There’s an old saying that, “If you don’t see your book on the shelf, write it.”
It’s an important phrase that reflects the need for all perspectives to be shared not just in literature, but in all walks of life. If you don’t see someone of your race, gender , disability or sexuality in your field of interest, that’s not a sign that you don’t belong there. It’s a sign that the dominant culture has, as it is wont to do, dominated. It’s a sign that it’s time to shake things up and change that. The status quo was made to be challenged.
Like so many helpful axioms, this is easier said than done.
Engaging in the behavior necessary to write that new book can be so daunting. Speaking from experience as an autistic person, thoughts of self-doubt can creep into your head, including that brutal thought: “Maybe there’s a good reason someone hasn’t written this book yet.” In my case, the book that needed to be written pertained to seeing autistic people in social scenarios.
As someone who was diagnosed with autism at a young age, I was keenly aware of my own autism-related limitations from the get-go. I struggle with idioms, understanding body language, realizing when I’m rambling and numerous other social problems. Knowing those from an early age, my first instinct as a child was to retreat away and not even try to engage socially.
I didn’t see anyone else like me able to overcome them, which only compounded my feelings of insecurity. There was no book on the shelf I could reach for to normalize my experiences or make me think it was possible to be sociable. In most of my adolescent social situations, I was the only autistic person in the room. There was no one around, not even in pop culture, to show me that autistic people were capable of thriving in social environments.
For so long, I limited myself based on what I thought an autistic person was capable of. I grew up. And as entered college and began to explore the wider world around me, I started to to look around for tools that could help me socially.
For one thing, I began to expand the idea of where I could socialize. Part of what informed my previous self-imposed restrictions was the idea that there were only a few “proper” places to socialize. Bars can be a way to connect with others and are often thought of as a go-to place for adults to hang out . But as a person with sensitivity to loud noises and crowds, bars can feel tortuous rather than liberating. Not feeling comfortable at bars contributed to my feelings of forever being doomed socially.
I began to discover that there are other places to mingle and interact with people. The “proper” place to socialize really can be anywhere. I took a trip with friends to Wisconsin. At the cabin we stayed at, our primary social area was not the living room or the kitchen. It was the back porch. It was like magic how two or three of us would congregate there while, gradually, everyone else in the friend group would begin to trickle out.
If you had told me five years ago that a back porch in Wisconsin would prove to be a social oasis, I would have said you were out of your mind. But the quiet and more controlled nature of this environment proved to be just that by providing a welcome relief to the typical and loud locations for adult socialization. Here was a prime place for me to feel comfortable socially and get to know my friends better. The close-knit nature of this place was epitomized by how one of my friends felt comfortable enough here to come out to me as autistic. It turned out I wasn’t even the only autistic person in the same room who felt such extreme comfort under these conditions.
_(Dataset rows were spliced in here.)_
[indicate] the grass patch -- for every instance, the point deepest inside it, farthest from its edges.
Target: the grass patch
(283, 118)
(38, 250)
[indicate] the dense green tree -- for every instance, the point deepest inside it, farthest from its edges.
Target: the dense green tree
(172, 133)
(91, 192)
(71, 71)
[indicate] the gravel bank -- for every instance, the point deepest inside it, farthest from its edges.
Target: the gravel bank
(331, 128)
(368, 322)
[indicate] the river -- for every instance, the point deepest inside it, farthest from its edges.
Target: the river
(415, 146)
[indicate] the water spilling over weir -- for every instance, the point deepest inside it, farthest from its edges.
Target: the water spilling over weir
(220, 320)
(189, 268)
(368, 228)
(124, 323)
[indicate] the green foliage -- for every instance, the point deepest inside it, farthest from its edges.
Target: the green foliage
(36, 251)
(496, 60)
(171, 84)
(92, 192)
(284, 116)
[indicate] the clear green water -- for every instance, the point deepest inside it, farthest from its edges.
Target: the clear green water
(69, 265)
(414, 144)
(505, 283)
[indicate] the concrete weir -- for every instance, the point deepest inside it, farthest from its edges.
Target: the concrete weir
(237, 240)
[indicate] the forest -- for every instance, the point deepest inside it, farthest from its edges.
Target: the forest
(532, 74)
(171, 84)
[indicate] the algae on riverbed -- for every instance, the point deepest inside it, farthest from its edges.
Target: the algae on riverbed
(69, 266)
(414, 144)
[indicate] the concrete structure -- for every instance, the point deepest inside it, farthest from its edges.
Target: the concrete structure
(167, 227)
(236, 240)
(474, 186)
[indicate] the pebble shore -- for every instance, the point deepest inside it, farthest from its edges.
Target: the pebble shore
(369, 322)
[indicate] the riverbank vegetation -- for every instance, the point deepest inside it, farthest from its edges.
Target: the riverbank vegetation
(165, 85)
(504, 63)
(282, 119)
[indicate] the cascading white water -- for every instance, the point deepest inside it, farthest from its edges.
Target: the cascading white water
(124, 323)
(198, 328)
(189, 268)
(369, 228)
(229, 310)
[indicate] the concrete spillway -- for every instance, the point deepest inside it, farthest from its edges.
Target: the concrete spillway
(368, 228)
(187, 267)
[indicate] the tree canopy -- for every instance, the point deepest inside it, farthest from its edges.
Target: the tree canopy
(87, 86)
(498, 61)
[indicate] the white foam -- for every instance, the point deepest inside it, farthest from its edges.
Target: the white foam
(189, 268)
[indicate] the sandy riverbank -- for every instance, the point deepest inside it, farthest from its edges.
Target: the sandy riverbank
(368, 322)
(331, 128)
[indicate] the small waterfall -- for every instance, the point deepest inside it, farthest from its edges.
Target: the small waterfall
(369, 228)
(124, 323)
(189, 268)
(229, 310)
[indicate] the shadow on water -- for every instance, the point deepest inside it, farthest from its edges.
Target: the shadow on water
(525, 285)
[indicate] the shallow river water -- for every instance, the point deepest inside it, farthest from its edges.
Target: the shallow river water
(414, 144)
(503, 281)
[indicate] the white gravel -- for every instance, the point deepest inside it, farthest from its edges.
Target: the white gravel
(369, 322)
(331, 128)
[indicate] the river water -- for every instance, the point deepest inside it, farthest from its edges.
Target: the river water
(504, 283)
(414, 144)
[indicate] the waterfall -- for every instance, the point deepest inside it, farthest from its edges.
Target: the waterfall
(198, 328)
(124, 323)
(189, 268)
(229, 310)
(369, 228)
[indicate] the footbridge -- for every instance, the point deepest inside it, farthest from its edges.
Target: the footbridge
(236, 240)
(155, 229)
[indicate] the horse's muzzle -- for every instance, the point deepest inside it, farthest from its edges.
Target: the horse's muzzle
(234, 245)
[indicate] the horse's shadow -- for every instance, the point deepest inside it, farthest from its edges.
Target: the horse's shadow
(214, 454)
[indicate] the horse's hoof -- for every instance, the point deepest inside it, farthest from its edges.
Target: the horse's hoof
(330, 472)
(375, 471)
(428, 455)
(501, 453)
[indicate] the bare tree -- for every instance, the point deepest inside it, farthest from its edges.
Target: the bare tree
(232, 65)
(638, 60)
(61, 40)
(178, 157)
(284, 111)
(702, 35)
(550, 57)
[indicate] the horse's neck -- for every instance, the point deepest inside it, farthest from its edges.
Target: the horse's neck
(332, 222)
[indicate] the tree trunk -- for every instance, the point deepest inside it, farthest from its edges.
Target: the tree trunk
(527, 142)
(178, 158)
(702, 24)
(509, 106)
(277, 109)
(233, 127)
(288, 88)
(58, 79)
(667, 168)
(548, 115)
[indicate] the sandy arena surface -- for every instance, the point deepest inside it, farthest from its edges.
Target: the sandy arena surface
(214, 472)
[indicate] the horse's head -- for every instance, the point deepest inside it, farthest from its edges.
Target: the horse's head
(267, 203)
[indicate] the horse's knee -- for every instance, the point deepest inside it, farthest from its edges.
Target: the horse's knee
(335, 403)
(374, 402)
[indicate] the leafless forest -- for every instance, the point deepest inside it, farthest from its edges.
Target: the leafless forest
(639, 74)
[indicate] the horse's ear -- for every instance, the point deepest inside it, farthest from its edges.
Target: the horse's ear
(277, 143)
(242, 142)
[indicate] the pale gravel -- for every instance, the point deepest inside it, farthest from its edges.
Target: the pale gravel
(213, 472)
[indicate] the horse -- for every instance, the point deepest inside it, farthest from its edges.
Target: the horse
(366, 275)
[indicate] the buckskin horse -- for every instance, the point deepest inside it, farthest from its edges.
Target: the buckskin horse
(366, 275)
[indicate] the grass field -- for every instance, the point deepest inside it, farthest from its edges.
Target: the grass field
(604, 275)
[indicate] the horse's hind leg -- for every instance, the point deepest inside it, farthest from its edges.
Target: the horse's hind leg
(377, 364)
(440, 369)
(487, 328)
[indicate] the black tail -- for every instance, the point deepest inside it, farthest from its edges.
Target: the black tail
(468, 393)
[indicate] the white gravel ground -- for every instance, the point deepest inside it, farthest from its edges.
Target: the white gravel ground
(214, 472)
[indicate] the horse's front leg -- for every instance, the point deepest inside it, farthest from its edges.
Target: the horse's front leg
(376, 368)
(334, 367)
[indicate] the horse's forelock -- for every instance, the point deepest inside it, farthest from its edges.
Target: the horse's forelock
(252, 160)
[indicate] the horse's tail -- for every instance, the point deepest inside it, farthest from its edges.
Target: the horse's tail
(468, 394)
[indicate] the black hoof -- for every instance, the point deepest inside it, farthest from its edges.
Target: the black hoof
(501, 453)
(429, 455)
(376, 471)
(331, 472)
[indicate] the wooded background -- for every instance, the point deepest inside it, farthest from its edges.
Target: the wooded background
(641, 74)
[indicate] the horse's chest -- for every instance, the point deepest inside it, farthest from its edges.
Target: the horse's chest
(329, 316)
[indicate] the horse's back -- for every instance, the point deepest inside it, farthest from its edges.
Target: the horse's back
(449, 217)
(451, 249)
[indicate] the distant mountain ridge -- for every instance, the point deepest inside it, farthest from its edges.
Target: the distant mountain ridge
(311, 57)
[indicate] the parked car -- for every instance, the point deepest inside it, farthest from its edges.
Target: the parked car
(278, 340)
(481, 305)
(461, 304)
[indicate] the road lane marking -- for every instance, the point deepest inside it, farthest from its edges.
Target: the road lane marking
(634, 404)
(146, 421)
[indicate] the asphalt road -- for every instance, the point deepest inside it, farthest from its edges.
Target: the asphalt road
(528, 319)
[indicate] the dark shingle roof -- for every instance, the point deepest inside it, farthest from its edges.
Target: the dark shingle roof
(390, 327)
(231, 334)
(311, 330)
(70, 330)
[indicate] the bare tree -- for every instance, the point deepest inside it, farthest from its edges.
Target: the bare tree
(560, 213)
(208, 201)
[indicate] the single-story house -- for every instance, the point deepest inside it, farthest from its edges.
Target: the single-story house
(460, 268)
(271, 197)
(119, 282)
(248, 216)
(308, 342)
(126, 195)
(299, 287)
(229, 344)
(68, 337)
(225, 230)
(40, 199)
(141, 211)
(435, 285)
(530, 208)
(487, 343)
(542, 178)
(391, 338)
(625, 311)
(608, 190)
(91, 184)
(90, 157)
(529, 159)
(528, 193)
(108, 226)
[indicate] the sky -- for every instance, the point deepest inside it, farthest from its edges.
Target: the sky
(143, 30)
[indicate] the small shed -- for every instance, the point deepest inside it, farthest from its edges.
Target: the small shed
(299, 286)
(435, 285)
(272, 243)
In that moment, I was reminded, through myself and my friend, that Autistic people can thrive socially. The right environment makes a big difference. As seen by my voyage to Wisconsin, these can come about by accident.
If you’re looking for more pre-determined locales to flex your social muscles, though, options do exist. I learned that by attending a club for autistic students on my college campus. If you’re not sold on that idea, you’re not alone. I had long hesitated to engage in these kind of environments, too.
For so much of my life, I had worked to mask my autism. Behaviors I thought of as being autistic were something I tried to smash out of my routine. I constantly tossed off opportunities to go into places just for autistic people, thinking, consciously or not, that they’d encourage behavior I was ashamed of. But attending my college’s autism group provided me an environment I never knew I needed. Being surrounded by just other autistic people, I had found a rare secure place to socialize.
For the first time in my life, I could be surrounded by the examples I was always looking for. I also learned to appreciate the autistic traits of myself that I had long tried to suppress. Though these experiences, I had written the book I’d long wanted to see on the shelf without realizing it!
If you’re an autistic person in college, finding clubs like these (or founding them if they don’t exist yet) can be crucial. However, these opportunities aren’t just limited to college campuses. You can find them in other areas by looking around on Google Social or CraigsList, too.
Unfortunately, not every social situation can be one where you’re surrounded by like-minded peers.. Even after engaging in spaces like my college’s autism group or that back-porch in Wisconsin, I find that social pressures can still prove to be overwhelming. But one difference now is that I’m no longer as self-conscious about just existing as an autistic person in neurotypical social spaces.
I’ve now been able to engage in social spaces that haven’t just let me flourish social. They also remind me that I’m autistic and that there isn’t a thing wrong with that. Those thoughts don’t make every inch of my social paranoia vanish but they do make it more manageable. Plus, they remind me that, with the proper environments, we can all become the books we’ve always wanted to see written.